The overall follow-up time ranged from 0.1 to 20.8 years and of the total population, 54 (17.3%) died of RCC. The actuarial mean and median survival were 13.9 and 19.9 years respectively. By univariate analysis, CRP represented the most informative predictor of RCC-specific survival, followed by T-stage and performance status. In multivariate analysis, categorically coded CRP (P = .003), ECOG performance status (P = .001) and M stage (P < .001) achieved independent predictive status. Compared to patients with a baseline CRP level of 0-4 mg/dL, those with values between 4.1 and 23.0 mg/dL had a 5.2 fold increase in RCC-specific mortality, and those with values above 23 mg/dL had an 11-fold increased risk of RCC-specific mortality.

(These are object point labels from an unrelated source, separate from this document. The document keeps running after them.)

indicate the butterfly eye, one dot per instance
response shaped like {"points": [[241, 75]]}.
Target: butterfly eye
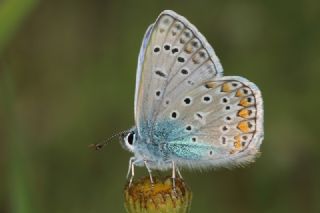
{"points": [[130, 139]]}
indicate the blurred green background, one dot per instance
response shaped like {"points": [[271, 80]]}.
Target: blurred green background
{"points": [[67, 75]]}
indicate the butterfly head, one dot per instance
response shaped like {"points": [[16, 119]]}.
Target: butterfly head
{"points": [[128, 139]]}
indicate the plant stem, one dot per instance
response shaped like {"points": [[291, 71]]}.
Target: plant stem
{"points": [[143, 197]]}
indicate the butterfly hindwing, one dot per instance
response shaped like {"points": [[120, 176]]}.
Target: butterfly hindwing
{"points": [[223, 122], [174, 57]]}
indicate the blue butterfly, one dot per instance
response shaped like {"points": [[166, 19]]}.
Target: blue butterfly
{"points": [[187, 114]]}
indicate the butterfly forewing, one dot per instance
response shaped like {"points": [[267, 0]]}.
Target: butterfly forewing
{"points": [[183, 100], [174, 57]]}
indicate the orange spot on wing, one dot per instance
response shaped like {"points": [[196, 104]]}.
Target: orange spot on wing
{"points": [[226, 87], [244, 102], [244, 113], [244, 126], [239, 93], [237, 143], [210, 84]]}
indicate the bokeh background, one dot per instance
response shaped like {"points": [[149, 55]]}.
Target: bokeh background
{"points": [[67, 75]]}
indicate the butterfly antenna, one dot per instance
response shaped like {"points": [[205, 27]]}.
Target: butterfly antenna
{"points": [[98, 146]]}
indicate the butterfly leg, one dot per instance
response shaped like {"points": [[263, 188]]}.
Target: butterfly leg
{"points": [[130, 164], [173, 177], [179, 173], [132, 173], [149, 171]]}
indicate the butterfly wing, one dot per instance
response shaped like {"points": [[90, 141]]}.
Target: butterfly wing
{"points": [[172, 55], [223, 123]]}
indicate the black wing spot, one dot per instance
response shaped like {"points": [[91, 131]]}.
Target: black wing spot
{"points": [[174, 115], [181, 59], [166, 47], [156, 49], [161, 74], [175, 50], [188, 128], [184, 72], [158, 93], [187, 101]]}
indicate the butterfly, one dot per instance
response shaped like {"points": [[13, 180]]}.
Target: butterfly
{"points": [[187, 114]]}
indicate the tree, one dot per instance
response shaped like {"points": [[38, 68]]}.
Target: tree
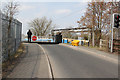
{"points": [[41, 26], [98, 18], [10, 10]]}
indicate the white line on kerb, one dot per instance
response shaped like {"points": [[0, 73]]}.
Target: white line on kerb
{"points": [[50, 71]]}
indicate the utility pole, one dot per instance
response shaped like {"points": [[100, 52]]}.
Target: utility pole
{"points": [[119, 21]]}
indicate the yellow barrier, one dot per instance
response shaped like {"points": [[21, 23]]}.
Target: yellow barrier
{"points": [[75, 43]]}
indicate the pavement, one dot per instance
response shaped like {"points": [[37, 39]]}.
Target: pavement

The UCLA Integrated Staging System (UISS), which predicts RCC-specific survival at 2 and 5 years is a commonly used instrument for predicting prognosis for patients with RCC. In the current survey, adding CRP data to UISS was found, in a Cox regression analysis to improve prognostic accuracy by 2.5% at 2 years (85.3%-87.8%, P <.001) and 3.8% at 5 years (from 80.2%-84.0%, P <.001).
CRP is an acute phase protein produced in the liver in response to proinflammatory cytokines. One particularly relevant cytokine in the setting of renal cell carcinoma is IL-6 because renal carcinoma cells have been shown to harbor IL-6 receptors,4 and to proliferate in vitro when exposed to IL-6.4,5 Furthermore, serum IL-6 levels, like CRP, have been shown to correlate with RCC survival.6 In fact, renal carcinoma cells have been shown to secrete IL-6 producing an autocrine growth effect in vitro7; a feature that has been speculated to be important in the progression of disease, at least in some patients with this disease.8
Thus, it comes as no surprise that CRP is of prognostic importance in RCC. The clinical utility of this observation remains to be determined. It is notable that currently two agents (sorafenib and sunitinib) are being tested in three different clinical trials for post nephrectomy, adjuvant treatment of RCC. It may ultimately prove that pretreatment CRP levels will prove a useful indicator of those who are likely to benefit from such treatment. Furthermore, the value of serial CRP measures to assess early recurrence would seem a worthwhile investigation.
1. Fujikawa K, et al. J Urol. 1999;162(6):1934-1937.
2. Ito K, et al. Int J Urol. 2006;13(11):1365-1370.
3. Komai Y, et al. BJU Int. 2007;99(1):77-80.
4. Costes V, et al. J Clin Pathol. 1997;50(10):835-840.
5. Horiguchi A, et al. Kidney Int. 2002;61(3):926-938.
6. Blay JY, et al. Cancer Res. 1992;52(12):3317-3322.
7. Alberti L, et al. Int J Cancer. 2004;111(5):653-661.
8. Sakai A, et al. N Engl J Med. 1991;324(26):1893-1894.